A beautiful statue of Charlemagne.

  


Cercle Militaire

A beautiful building with offices for all branches of service. They wouldn’t let me in but there is no way the inside is a great as the outside. A really nice building.


Hotel Scribe

Another beautiful building. This “hotel” is really a hotel. I don’t know how you know the difference except by looking at them. But it sure looks nice.


Fountain of the Continents

A wonderfulfountain. The four females at the top represent the four continents. The sculptors were Carpeaux and two others. The fountain is located on the meridian line, and just outside there is a brass plate on the line with th e name of Arago, who was the director of the Paris Observatory (below left). This meridian is the famous "rose line" mentioned in Dan Brown's book The da Vinci Code in connection with St. Sulpice.Beautiful…

        


Bernanos

A statue of Bernanos

  


Pelletier et Cavendou

Chemestry and Pharmacies…early 1800s   No Smoking


Ministre d’Interior

This is their main office. They have facilities all over the city. It doesn’t look like much, but they own the entire block and have a massive building inside those gates. It is diagonal to the Presidential Palace. The Elysee Palace.

  


Monument to Steinlen


Sequioa Gift

This Sequioa was given to France from California. It is planted near Concord in front of the US Consulate.

  


Place Dauphine

The Place Dauphine, laid out in 1609 while the Place des Vosges was still under construction and named for the Dauphin of France, the future Louis XIII,[3] was among the earliest city-planning projects of Henry IV. The space, a rectangle with two canted ends, was made over to Achille du Harlay to construct thirty-two houses of regular plan. It is approached through a kind of gateway centred on the "downstream" end, formed by paired pavilions facing the equestrian statue of Henry IV on the far side of the Pont Neuf. They are built of brick with limestone quoins supported on arcaded stone ground floors and capped by steep slate roofs with dormers, very like the contemporaneous facades of Place des Vosges.

     


Chinese Pagoda

In the heart of the Monceau plain, next to traditionnal Haussmanian buildings, stands an amazing mandarin pagoda. It was builted in 1926 by the french architect Fernand Bloch for the chinese antics dealer Ching-Tsai Loo. Ching Tsai Loo was the preeminent dealer of Chinese art and artifacts for the first half of the twentieth century.

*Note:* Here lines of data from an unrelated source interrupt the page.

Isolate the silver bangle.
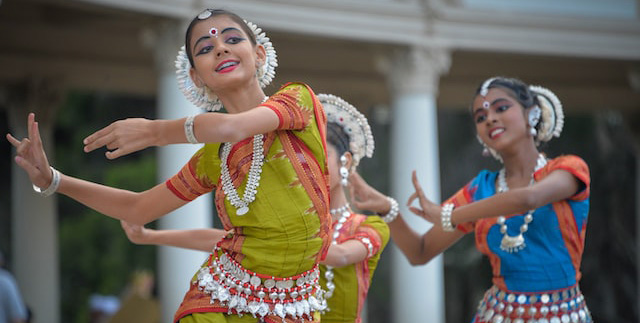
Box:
[440,203,456,232]
[382,196,400,223]
[32,166,60,197]
[184,116,199,145]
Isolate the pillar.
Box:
[150,23,213,322]
[388,47,450,323]
[6,78,62,323]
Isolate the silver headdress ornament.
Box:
[176,19,278,111]
[318,94,375,170]
[529,85,564,143]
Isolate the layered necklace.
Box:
[498,154,547,253]
[324,203,351,302]
[220,96,269,215]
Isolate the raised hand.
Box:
[83,118,158,159]
[407,170,441,225]
[6,113,53,190]
[349,172,390,214]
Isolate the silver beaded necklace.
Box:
[220,96,269,215]
[497,154,547,253]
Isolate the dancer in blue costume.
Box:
[352,77,592,323]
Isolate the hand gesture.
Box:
[407,170,442,226]
[7,113,53,190]
[83,118,158,159]
[120,220,153,244]
[349,172,391,214]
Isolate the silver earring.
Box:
[340,155,349,187]
[482,146,491,157]
[528,105,542,137]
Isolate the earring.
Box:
[476,135,491,157]
[340,155,349,187]
[529,105,542,137]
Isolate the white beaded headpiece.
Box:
[318,94,375,170]
[529,85,564,142]
[176,17,278,111]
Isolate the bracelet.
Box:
[32,166,60,197]
[184,116,199,145]
[382,196,399,223]
[440,203,456,232]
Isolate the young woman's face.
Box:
[189,15,265,92]
[473,88,529,151]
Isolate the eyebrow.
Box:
[193,27,240,50]
[473,98,509,116]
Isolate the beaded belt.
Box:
[197,247,327,320]
[476,285,593,323]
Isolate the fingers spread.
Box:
[82,124,113,153]
[7,133,20,148]
[84,132,115,153]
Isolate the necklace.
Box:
[220,96,269,215]
[324,203,351,302]
[498,154,547,253]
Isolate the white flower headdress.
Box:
[477,77,564,162]
[529,85,564,143]
[318,94,375,170]
[176,17,278,111]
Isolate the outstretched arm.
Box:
[350,173,464,265]
[321,240,367,267]
[83,106,279,159]
[412,169,580,227]
[7,113,186,224]
[120,221,228,252]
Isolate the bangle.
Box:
[184,116,199,145]
[32,166,60,197]
[440,203,456,232]
[382,196,399,223]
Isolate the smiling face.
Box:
[187,14,265,92]
[472,87,532,152]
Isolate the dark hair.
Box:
[327,122,351,156]
[472,77,538,109]
[184,9,257,67]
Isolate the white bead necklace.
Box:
[498,154,547,253]
[324,203,351,302]
[220,96,269,215]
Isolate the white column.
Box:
[388,47,450,323]
[152,23,213,322]
[7,80,61,323]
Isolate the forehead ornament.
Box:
[198,9,212,20]
[175,17,278,111]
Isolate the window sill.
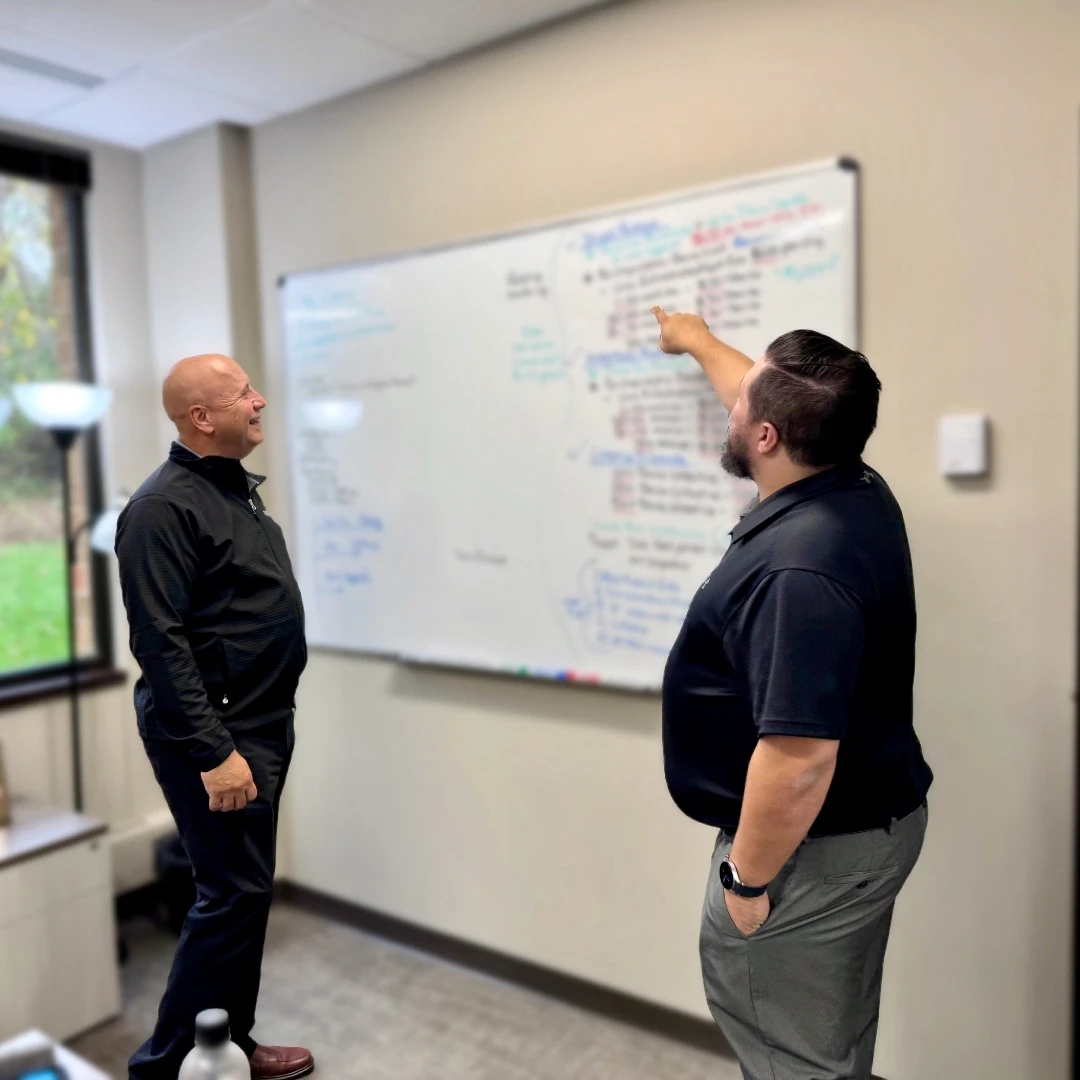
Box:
[0,666,127,710]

Built over an ancient Louis-Philippe townhouse, the gallerie C.T. Loo & Cie remains up to date the oldest asian art gallerie in Paris , and the only genuine chinese house in the capital. With its 600m² and its six levels, it offers a unique architectural framework with an internal decors astoundingly refined: an original moon door, 16th and 17th century lacquered woodworks, an art deco glass ceiling, a superb 18th and 19th century sculpted wood galleria, a lacquered and wood elevator... and a delightfull zen atmosphere, where time seemed to have left its fingerprints.

  


Hotel Lutetia

Just another beautiful building that is a real hotel. Named after “old” Paris.

  


Statue of Danton


Fountain Moliere

Fountain "Molière" 1st arrd. was built in 1844 - the bronze statue of Molière is by Bernard-Gabriel Seure, and the two stone figures of Light Comedy and Serious Comedy are by James Pradier

     


L'Hotel Salomon de Rothschild

Hôtel Salomon de Rothschild at 11. rue Berryer in the 8th arrondissement in Paris, France, is a former residence of Adèle Hannah Charlotte Rothschild (1843–1922), the widow of Salomon James de Rothschild of the Rothschild banking family of France. Designed by Leon Ohnet and constructed between 1872 and 1878, it is located in the heart of Paris, near the Rue du Faubourg Saint-Honoré.

On her death in 1922, the Jewish Adèle Rothschild bequeathed the property to the French government fine arts administration rather than to her only child, Hélène de Rothschild whom she had disinherited for marrying a Roman Catholic.

Today the building is home to Centre National de la Photographie and its renowned garden is open to the public.